Translation of homework done for the course Computational Astrodynamics.1

The coordinates of inertial and rotating reference frame are connected

$(\xi, \eta) = R (t) (x, y) = x (\cos t, \sin t) + y (- \sin t, \cos t)$

$(x, y) = R^{- 1} (t) (\xi, \eta) = \xi (\cos t, - \sin t) + \eta (\sin t, \cos t)$

and

$(\dot{\xi}, \dot{\eta}) = (\dot{x} - y, \dot{y} + x) \cos t - (\dot{y} + x, y - \dot{x}) \sin t$

$(\dot{x}, \dot{y}) = (\dot{\xi} + \eta, \dot{\eta} - \xi) \cos t - (\xi - \dot{\eta}, \dot{\xi} + \eta) \sin t$

For the large bodies, from normalization (usage of non-dimensional coordinates)

$x_{2} - x_{1} = 1$

and from the conservation of momentum (constant velocity of the center of mass)

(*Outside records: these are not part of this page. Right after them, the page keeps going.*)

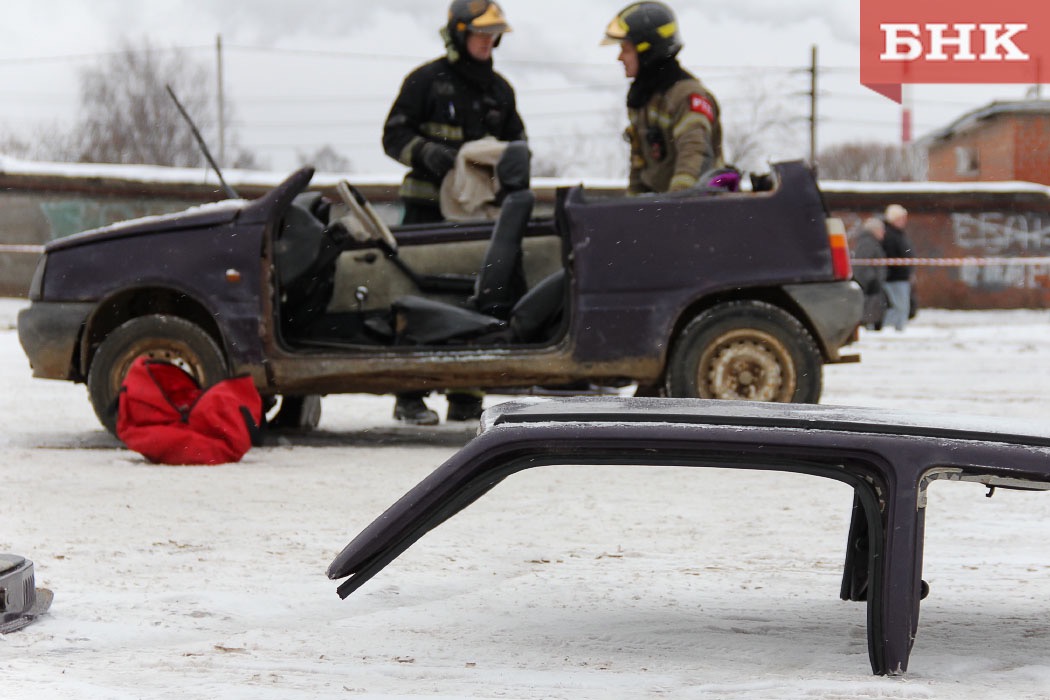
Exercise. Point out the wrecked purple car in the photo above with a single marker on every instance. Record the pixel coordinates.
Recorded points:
(705, 293)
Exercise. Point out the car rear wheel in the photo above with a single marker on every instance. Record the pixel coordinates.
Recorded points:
(158, 337)
(749, 351)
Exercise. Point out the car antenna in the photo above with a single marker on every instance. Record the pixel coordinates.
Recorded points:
(230, 192)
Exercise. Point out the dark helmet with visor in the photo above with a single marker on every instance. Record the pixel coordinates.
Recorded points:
(651, 26)
(475, 16)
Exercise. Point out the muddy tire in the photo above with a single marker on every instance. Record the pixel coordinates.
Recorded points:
(748, 351)
(158, 337)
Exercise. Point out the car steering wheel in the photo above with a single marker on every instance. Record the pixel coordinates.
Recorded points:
(360, 207)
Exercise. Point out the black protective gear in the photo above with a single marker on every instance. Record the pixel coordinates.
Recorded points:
(448, 104)
(513, 167)
(437, 157)
(477, 16)
(651, 26)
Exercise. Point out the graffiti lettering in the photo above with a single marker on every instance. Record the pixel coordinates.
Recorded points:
(1004, 276)
(998, 232)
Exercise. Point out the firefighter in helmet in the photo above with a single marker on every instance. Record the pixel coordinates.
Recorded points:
(443, 104)
(447, 102)
(674, 130)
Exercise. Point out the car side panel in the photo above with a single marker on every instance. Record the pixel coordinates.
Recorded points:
(219, 268)
(642, 261)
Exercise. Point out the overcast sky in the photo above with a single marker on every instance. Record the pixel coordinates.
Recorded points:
(300, 76)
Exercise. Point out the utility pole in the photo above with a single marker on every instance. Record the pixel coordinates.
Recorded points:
(813, 105)
(222, 101)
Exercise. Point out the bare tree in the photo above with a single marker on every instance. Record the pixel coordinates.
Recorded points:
(756, 127)
(127, 115)
(872, 162)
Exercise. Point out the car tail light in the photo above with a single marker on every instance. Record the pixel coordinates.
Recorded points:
(840, 249)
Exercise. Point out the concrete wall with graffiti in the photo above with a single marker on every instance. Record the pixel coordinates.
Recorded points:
(975, 248)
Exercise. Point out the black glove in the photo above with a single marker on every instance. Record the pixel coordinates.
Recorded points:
(437, 157)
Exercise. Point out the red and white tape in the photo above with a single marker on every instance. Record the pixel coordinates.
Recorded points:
(948, 261)
(33, 250)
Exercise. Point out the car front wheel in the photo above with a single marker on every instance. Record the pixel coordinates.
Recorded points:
(749, 351)
(158, 337)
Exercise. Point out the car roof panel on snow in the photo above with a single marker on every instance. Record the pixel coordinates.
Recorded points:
(889, 459)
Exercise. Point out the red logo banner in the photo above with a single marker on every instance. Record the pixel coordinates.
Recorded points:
(952, 41)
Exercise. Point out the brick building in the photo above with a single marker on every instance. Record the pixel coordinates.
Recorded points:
(1004, 141)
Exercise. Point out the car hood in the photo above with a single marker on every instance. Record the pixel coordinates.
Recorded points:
(218, 213)
(194, 217)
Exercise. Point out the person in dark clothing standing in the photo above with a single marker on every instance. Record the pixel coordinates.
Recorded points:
(675, 128)
(442, 105)
(898, 283)
(872, 278)
(447, 102)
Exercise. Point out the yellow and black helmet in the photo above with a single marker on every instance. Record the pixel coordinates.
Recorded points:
(650, 26)
(477, 16)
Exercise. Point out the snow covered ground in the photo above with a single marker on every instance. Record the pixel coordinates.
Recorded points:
(562, 582)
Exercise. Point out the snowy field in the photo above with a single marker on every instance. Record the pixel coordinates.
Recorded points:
(563, 582)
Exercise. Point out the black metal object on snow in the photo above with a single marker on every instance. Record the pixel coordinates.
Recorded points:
(888, 459)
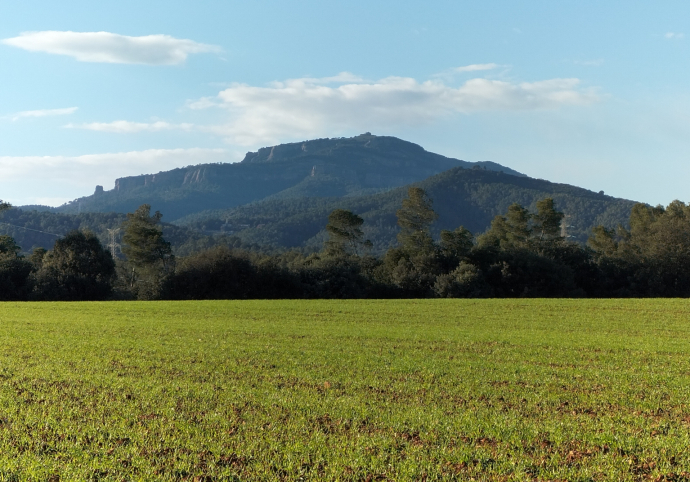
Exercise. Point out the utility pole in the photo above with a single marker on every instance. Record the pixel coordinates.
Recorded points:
(113, 244)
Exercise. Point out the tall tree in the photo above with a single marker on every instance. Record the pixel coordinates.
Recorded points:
(148, 254)
(143, 242)
(415, 218)
(77, 268)
(547, 221)
(345, 233)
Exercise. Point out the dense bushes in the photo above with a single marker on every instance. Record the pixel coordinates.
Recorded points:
(522, 254)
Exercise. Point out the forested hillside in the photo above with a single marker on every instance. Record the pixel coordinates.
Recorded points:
(467, 197)
(33, 229)
(323, 167)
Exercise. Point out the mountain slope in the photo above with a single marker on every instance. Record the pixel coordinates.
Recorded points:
(468, 197)
(324, 167)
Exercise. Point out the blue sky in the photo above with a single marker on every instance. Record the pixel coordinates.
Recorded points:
(595, 94)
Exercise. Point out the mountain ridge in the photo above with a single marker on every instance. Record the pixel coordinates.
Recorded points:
(358, 165)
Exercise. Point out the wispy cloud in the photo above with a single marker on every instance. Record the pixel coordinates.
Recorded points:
(674, 35)
(476, 67)
(127, 127)
(59, 177)
(110, 47)
(590, 63)
(308, 107)
(42, 113)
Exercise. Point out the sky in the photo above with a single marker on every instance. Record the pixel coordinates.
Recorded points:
(590, 93)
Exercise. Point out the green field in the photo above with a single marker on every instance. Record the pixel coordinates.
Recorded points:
(346, 390)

$(1 - \mu) x_{1} + \mu x_{2} = 0$

Solving the system

$(x_{1}, x_{2}) = (- \mu, 1 - \mu)$

In the planar circular restricted problem the orbits of them are

$(\xi _{1}, \eta _{1}) = x_{1} (\cos t, \sin t) \quad (\xi _{2}, \eta _{2}) = x_{2} (\cos t, \sin t)$

and the distances of the small body from the previous is

$r_{1}^2 = (\xi + \mu \cos t)^2 + (\eta + \mu \sin t)^2$

$r_{2}^2 = (\xi - (1 - \mu) \cos t^{})^2 + (\eta - (1 - \mu) \sin t)^2$

Utilizing the conversion relationships the distances are written

$r_{1}^2 = (x + \mu)^2 + y^2$

$r_{2}^2 = (x - (1 - \mu)_{})^2 + y^2$

The gravitational potential is written

$V = - \frac{1 - \mu}{r_{1}} - \frac{\mu}{r_{2}}$

and then the Lagrangian is written

$L = \frac{1}{2} (\dot{\xi}^2 + \dot{\eta}^2) - V$

Utilizing the conversion relationships, it is written

$L = \frac{1}{2} ( (\dot{x} - y)^2 + (\dot{y} + x)^2) - V$

The momenta are calculated differentiating this to the generalized velocities

$(p_{x}, p_{y}) = (\partial _{\dot{x}}, \partial _{\dot{y}}) L = (\dot{x} - y, \dot{y} + x)$

And therefore the Lagrangian is written

$L = \frac{1}{2} (p_{x}^2 + p_{y}^2) - V$

The Hamiltonian is found from Legendre transformation

$H = \dot{x} p_{x} + \dot{y} p_{y} - L$

Replacing and adding/subtracting the kinetical energy

$H = \frac{1}{2} (p_{x}^2 + p_{y}^2) + p_{x} (\dot{x} - p_{x}) + (\dot{y} - p_{y}^{}) p_{y} + V$

Finally

$H = \frac{1}{2} (p_{x}^2 + p_{y}^2) + p_{x} y - x p_{y} - \frac{1 - \mu}{r_{1}} - \frac{\mu}{r_{2}}$

1. Post date reflects original date; translation done 06/04/2021.